Ils avaient jusqu'à vendredi, ils ont tranché hier soir : la Chambre des représentants a adopté mardi 1er mars en fin de soirée une solution de secours pour permettre au gouvernement fédéral de continuer à payer ses fonctionnaires et ses fournisseurs... jusqu'au 18 mars. Les Républicains veulent tailler dans le budget en cours, les Démocrates s'y refusent. Si un compromis n'est pas trouvé rapidement, les services publics américains devront cesser de fonctionner, faute de trésorerie.
Aux États-Unis, tout est excessif, la politique incluse. Le 18 mars, très probablement, l’État fédéral américain tombera en panne, faute de budget : les administrations seront fermées, les fonctionnaires non payés, les militaires ne recevront plus leur solde. La majorité républicaine au Congrès, élue en novembre dernier sur un programme de réduction, pas seulement du déficit, mais des dépenses publiques, exécute ses engagements. Aux États-Unis, les mandats électifs sont brefs (2 ans) et les députés, sous le contrôle permanent de leurs électeurs. La jeune garde républicaine est résolue à ramener le budget à ce qu’il fut avant Obama, soit un tiers de dépenses en moins.

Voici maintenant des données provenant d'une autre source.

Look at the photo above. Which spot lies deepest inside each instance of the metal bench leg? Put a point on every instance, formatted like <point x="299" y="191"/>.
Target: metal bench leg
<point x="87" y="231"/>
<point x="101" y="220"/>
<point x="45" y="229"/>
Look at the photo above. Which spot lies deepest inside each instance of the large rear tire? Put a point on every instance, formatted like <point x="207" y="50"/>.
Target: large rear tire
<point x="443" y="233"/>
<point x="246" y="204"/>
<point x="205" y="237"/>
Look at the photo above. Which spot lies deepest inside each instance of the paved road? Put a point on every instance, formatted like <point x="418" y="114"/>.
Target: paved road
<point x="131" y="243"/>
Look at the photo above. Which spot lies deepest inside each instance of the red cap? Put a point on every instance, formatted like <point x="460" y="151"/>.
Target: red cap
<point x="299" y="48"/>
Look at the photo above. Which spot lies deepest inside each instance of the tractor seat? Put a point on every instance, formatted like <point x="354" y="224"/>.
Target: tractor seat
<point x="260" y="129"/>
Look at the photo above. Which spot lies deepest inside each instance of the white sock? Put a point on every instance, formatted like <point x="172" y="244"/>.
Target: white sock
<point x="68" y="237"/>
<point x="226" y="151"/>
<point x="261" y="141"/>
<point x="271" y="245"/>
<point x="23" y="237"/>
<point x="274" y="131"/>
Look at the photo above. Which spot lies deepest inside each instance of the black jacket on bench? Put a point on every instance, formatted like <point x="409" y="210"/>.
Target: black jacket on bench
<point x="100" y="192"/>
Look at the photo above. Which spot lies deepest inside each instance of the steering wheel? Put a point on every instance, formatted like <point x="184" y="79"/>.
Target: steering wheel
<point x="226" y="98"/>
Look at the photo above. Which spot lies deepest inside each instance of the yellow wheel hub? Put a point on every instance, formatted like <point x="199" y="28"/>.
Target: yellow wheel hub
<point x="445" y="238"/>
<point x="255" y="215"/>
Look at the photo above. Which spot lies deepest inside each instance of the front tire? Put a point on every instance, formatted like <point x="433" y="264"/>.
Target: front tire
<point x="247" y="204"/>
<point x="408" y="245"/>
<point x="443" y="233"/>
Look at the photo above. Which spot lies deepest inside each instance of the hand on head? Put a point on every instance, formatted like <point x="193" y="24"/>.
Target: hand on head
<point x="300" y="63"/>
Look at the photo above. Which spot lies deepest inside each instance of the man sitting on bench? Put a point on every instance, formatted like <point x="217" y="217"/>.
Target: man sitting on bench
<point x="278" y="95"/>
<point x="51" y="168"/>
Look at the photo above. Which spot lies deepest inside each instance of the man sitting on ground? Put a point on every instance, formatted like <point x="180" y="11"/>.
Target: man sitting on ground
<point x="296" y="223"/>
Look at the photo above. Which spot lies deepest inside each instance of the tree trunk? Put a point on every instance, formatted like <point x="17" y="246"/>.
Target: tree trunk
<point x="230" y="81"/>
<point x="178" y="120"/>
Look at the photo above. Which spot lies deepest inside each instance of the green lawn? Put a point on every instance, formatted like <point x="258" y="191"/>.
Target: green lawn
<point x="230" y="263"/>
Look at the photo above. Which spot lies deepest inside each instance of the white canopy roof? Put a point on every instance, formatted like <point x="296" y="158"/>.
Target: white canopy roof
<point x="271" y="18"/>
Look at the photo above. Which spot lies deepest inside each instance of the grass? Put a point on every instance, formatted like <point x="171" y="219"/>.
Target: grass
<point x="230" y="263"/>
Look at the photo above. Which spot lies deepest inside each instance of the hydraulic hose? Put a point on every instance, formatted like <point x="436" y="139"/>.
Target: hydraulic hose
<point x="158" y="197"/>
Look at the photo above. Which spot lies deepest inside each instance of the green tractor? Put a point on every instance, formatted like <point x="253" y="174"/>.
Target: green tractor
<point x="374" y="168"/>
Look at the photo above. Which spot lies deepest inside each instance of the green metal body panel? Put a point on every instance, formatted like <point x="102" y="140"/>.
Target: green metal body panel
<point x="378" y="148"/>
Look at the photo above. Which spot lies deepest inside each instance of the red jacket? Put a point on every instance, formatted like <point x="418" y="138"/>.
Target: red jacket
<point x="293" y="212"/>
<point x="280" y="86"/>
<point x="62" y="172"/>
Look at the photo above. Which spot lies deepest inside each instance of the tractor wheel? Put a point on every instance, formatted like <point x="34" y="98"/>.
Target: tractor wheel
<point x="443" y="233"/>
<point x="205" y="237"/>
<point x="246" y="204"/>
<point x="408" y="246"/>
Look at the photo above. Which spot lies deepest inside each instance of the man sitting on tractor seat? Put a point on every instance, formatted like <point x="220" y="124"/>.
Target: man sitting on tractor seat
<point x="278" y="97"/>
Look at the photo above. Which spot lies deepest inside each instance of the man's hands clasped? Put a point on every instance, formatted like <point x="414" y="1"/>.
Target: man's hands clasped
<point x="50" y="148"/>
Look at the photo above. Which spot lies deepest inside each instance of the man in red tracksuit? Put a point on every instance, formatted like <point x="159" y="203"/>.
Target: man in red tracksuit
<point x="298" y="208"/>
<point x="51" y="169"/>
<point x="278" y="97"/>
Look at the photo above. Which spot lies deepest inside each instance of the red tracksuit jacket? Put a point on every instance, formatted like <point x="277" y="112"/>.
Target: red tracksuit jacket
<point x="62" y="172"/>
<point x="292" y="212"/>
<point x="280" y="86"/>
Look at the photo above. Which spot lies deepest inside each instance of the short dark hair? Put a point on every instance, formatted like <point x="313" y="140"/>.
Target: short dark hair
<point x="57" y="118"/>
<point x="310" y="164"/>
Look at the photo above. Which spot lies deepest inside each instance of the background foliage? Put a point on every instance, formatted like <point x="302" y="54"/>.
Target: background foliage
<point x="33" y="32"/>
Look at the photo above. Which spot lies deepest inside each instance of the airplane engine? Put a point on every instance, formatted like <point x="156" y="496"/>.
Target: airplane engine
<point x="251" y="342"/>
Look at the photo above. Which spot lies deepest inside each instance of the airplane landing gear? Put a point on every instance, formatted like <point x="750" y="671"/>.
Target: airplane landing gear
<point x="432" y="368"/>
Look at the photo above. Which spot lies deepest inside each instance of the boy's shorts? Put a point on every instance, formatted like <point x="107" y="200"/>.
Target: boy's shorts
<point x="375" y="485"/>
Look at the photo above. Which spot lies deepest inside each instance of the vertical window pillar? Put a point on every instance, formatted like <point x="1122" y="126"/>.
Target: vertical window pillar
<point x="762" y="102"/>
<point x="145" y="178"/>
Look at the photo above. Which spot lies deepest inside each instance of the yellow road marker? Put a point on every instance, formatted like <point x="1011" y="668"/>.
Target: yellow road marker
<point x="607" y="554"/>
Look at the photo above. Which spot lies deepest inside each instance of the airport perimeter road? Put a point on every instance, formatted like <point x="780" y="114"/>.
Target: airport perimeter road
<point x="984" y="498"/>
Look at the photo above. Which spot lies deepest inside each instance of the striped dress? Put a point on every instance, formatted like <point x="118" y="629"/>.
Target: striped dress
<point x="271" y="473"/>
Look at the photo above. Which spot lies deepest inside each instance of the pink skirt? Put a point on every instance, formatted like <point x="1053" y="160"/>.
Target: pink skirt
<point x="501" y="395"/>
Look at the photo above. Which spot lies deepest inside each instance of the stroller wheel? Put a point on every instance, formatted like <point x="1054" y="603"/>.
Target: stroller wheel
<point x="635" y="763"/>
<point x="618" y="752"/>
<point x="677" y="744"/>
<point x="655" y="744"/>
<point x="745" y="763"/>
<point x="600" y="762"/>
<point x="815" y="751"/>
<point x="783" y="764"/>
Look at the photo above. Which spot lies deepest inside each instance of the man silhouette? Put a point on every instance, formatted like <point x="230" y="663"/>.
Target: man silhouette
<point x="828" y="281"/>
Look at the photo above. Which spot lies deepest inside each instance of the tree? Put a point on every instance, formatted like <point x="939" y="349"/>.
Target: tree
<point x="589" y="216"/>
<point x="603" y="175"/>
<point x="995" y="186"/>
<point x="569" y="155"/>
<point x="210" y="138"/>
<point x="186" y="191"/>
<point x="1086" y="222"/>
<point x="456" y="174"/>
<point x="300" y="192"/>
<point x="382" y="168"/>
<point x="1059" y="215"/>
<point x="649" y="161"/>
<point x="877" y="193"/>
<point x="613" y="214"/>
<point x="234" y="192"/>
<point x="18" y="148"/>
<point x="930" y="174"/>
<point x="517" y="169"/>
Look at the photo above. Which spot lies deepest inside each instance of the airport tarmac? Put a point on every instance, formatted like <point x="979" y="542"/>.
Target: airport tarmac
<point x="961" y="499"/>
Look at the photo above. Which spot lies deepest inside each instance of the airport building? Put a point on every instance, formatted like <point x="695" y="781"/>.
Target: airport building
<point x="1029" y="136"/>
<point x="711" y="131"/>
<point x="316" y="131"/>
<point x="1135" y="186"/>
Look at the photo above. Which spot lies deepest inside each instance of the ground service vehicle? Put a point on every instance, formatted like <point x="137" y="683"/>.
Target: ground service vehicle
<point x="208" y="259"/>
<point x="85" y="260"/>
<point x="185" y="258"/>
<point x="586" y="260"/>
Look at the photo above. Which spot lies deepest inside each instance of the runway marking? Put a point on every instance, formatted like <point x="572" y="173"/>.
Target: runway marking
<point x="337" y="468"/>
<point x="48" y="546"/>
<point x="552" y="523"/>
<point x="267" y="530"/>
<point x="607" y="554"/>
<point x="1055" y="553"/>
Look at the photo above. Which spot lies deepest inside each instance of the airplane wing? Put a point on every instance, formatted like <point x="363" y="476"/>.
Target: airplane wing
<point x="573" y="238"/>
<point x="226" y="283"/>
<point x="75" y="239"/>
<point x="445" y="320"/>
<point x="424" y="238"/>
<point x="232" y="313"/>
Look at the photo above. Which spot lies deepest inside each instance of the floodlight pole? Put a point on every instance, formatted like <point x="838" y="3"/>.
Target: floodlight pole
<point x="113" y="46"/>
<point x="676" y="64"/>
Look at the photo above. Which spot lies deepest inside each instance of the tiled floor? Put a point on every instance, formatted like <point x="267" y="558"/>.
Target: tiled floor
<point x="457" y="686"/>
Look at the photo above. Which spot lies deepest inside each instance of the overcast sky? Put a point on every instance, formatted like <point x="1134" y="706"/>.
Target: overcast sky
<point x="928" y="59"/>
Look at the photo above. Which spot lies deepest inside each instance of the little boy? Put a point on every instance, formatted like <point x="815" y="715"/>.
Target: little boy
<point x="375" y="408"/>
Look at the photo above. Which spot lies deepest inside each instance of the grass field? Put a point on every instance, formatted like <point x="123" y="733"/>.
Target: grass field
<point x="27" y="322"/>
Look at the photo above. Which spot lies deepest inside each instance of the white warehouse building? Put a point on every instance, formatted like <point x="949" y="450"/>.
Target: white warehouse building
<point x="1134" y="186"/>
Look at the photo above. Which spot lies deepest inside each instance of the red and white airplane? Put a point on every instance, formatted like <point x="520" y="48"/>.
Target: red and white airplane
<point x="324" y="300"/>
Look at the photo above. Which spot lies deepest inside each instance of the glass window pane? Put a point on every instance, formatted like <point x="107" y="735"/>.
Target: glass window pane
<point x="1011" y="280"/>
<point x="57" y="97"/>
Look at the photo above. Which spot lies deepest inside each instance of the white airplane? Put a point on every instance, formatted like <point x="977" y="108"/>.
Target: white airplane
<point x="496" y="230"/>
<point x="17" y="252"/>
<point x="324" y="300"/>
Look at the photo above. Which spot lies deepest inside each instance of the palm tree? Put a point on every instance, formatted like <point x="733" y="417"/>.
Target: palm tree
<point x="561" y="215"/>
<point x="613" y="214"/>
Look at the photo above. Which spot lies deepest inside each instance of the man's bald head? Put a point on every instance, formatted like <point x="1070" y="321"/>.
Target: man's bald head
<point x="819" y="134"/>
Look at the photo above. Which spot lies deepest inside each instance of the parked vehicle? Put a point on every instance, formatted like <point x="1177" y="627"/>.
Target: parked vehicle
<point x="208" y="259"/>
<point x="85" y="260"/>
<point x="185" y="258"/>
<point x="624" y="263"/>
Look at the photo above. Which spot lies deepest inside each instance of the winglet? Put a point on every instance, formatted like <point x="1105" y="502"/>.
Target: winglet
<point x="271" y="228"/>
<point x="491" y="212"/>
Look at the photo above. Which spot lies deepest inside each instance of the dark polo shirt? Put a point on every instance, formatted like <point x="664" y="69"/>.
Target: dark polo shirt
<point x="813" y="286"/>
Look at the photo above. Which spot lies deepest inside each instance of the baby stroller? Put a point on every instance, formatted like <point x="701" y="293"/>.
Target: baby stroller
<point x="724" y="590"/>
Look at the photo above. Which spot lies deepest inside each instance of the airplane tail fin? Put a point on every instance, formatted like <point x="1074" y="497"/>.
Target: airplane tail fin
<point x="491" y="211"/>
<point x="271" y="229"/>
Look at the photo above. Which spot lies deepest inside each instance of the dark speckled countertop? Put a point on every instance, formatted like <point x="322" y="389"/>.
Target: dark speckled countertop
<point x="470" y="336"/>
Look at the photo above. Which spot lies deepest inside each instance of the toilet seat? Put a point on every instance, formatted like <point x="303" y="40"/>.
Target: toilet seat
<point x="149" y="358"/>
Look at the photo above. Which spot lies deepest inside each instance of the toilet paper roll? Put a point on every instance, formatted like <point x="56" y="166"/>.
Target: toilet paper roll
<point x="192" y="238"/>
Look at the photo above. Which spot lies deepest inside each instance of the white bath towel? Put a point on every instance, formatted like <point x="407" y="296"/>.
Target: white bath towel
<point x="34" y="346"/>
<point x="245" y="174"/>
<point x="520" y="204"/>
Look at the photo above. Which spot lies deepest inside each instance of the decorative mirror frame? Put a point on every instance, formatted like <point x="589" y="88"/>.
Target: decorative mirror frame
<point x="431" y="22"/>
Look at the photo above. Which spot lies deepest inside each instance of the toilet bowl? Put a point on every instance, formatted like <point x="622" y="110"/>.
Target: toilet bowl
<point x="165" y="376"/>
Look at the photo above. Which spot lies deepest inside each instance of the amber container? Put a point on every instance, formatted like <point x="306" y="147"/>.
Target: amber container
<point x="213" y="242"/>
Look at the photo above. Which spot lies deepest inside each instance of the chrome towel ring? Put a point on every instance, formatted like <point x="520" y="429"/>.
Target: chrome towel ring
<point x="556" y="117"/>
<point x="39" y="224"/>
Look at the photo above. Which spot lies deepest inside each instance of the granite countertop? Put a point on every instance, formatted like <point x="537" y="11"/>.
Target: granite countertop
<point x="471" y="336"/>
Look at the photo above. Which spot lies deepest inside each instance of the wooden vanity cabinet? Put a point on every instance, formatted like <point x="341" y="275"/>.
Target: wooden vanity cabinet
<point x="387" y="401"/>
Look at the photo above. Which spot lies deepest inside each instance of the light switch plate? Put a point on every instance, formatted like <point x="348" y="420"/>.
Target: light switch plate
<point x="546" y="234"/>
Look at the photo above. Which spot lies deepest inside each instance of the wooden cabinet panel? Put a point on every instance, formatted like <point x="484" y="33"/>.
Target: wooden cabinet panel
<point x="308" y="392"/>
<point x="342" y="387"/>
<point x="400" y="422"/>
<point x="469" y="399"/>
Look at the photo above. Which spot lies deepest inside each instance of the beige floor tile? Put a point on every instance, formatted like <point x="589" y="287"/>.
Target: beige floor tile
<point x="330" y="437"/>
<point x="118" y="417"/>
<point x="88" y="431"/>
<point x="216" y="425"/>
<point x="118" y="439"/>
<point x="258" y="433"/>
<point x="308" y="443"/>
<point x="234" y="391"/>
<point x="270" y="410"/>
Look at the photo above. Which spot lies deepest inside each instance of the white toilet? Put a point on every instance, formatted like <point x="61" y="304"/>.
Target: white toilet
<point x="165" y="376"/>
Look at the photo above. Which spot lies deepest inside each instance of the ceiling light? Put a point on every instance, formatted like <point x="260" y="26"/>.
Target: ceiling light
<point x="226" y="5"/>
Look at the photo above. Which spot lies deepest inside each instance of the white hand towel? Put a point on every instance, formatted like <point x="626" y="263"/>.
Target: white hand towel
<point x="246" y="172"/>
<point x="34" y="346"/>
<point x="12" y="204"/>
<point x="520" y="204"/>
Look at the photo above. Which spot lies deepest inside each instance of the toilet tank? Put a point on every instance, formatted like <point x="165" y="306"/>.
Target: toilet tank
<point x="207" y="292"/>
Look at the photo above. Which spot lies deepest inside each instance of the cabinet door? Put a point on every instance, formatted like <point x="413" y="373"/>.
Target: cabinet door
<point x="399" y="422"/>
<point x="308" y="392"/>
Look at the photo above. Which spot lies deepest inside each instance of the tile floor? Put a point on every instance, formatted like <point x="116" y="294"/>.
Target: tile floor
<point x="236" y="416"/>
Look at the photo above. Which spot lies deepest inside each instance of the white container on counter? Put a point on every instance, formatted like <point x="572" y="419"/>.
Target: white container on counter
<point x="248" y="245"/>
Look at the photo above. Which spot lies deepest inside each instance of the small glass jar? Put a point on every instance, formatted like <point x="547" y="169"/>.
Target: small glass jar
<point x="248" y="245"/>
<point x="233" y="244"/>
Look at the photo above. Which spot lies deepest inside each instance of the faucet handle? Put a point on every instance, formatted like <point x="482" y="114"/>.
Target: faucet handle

Obama, cible des Républicains
À Obama, les Républicains reprochent d’avoir gaspillé les fonds publics pour “relancer” l’économie et engagé des réformes “socialistes” comme l’assurance maladie pour tous, des grands travaux et des programmes de lutte contre le réchauffement climatique. Obama socialiste ? L’assurance pour tous, socialiste ? Vus de France, ces Républicains nous semblent … populistes. Mais juger des États-Unis par comparaison avec l’Europe, conduit à n’y rien comprendre : les Américains ne sont pas comme nous mais ailleurs, surtout ces Républicains dits « Conservateurs ».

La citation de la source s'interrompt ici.